So my brother asked me if I'd seen the documentary on the Sundance Channel called "What Would Jesus Buy".
The Plot (as noted by Wikipedia): The film focuses on the issues of the commercialization of Christmas, materialism, the over-consumption in American culture, globalization, and the business practices of large corporations, as well as their economic and cultural effects on American society, as seen through the prism of activist/performance artist Bill Talen, who goes by the alias of "Reverend Billy," and his troupe of activists, whose street theater performances take the form of a church choir called "The Church of Stop Shopping," that sings anti-shopping and anti-corporate songs. The film follows Billy and his choir as they take a cross-country trip in the month prior to Christmas 2005, and spread their message against what they perceive as the evils of patronizing the retail outlets of several different large corporate chains.
I haven't seen it. But from what my brother was describing, it isn't anything new. Nothing that should come as a surprise today. From my brother's description, I was reminded of a documentary on the fashion industry that I watched on HBO just a few months back called Schmatta: Rags to Riches to Rags.
The Plot (according to HBO.com): Schmatta: Rags To Riches To Rags brings to life the vibrant, unexpected history of the Garment District which for many years was the heart and soul of Midtown Manhattan, but is now in danger of disappearing.

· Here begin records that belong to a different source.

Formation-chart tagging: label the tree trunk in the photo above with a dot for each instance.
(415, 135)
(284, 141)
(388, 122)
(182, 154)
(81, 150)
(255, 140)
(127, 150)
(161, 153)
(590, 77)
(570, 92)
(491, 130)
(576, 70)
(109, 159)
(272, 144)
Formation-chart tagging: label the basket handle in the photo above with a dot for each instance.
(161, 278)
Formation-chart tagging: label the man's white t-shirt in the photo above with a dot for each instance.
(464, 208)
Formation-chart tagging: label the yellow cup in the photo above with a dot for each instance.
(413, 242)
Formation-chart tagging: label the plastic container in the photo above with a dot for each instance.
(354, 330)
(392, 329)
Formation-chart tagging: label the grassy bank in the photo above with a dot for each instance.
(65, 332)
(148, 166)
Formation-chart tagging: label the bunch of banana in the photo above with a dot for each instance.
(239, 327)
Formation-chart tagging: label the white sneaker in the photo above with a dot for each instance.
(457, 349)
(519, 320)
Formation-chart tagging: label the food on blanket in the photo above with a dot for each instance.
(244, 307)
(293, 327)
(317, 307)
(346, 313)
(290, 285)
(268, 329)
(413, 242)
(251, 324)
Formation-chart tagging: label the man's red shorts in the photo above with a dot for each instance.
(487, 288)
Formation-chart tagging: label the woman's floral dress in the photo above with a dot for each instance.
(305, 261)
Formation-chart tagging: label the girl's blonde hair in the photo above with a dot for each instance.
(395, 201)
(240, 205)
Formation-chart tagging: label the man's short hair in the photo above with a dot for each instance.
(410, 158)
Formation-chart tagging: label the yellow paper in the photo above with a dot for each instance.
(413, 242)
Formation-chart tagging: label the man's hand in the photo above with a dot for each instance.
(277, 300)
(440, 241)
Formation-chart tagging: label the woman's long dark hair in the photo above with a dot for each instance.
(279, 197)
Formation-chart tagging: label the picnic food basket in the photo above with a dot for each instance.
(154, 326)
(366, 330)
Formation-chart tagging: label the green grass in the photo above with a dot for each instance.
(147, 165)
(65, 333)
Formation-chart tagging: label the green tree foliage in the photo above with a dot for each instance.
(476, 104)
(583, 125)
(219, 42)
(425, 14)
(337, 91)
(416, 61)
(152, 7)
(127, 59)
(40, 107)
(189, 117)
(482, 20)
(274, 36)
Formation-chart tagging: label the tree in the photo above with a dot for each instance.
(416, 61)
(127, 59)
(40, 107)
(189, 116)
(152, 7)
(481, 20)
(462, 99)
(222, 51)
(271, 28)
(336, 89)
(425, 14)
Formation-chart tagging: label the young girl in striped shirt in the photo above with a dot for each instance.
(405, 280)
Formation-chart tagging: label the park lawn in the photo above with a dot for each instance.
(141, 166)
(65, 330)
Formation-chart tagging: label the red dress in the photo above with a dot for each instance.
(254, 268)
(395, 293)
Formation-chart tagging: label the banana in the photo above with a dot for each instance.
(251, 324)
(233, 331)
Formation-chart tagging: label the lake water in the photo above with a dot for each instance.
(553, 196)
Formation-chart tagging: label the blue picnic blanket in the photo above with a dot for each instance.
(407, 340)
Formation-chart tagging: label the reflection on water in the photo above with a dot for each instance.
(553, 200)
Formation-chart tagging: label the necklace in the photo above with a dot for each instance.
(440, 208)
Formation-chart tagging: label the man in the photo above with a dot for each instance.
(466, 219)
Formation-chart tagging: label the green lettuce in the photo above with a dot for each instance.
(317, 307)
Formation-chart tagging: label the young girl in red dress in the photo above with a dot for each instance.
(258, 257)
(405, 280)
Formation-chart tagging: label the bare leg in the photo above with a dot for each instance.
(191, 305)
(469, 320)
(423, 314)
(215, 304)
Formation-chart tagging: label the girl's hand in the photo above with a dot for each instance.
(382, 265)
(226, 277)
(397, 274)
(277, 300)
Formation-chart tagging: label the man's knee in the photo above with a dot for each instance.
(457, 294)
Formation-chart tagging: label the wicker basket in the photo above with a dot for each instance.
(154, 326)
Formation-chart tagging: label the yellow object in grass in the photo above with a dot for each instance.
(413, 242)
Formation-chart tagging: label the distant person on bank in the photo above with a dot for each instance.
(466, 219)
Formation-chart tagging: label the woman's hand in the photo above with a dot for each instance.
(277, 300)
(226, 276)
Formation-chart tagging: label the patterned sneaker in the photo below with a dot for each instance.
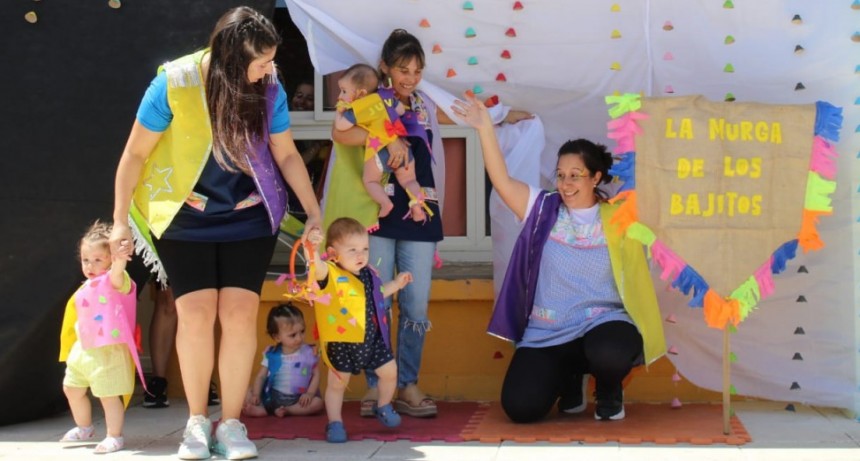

For thousands of immigrants the garment industry was a path to their American Dream, but today most of those jobs are gone. A microcosm of the economic and social forces transforming our nation over the past one hundred years, Schmatta: Rags To Riches To Rags tells the story of this vanishing industry through the voices of the people who have experienced its highs and lows.
Both of these documentaries show how, as a way to keep being profitable, corporations have moved production to countries other than the USA. By doing this, people in the USA have lost jobs, some companies have had to shut down and the people in the other countries are being exploited. Majority of the people making the clothes we all wear, the shoes we have to have, the toys we buy our kids & pretty much everything we use are being made by kids ages 8 - 11 years old. These kids are paid like 9 cents an hour and that wage usually supports them and their family. If any person tries to organize some sort of union for these kids, that person & possibly their family are harmed, sometimes killed.
So how do we stop this? I'm pretty sure most, if not all people would say the treatment of these kids is horrific. But yet we all continue to buy things made in China, India, Sri Lanka, Guatemala, etc. I would love to buy only American made, if that means somehow helping others, especially these kids. But is that actually possible? I don't know? Also, if I do it, will it really make that much of a difference? I'm only one person?! I don't think me alone will make a difference.
So I'm asking anybody out there....how can I make a difference, I'm only one person?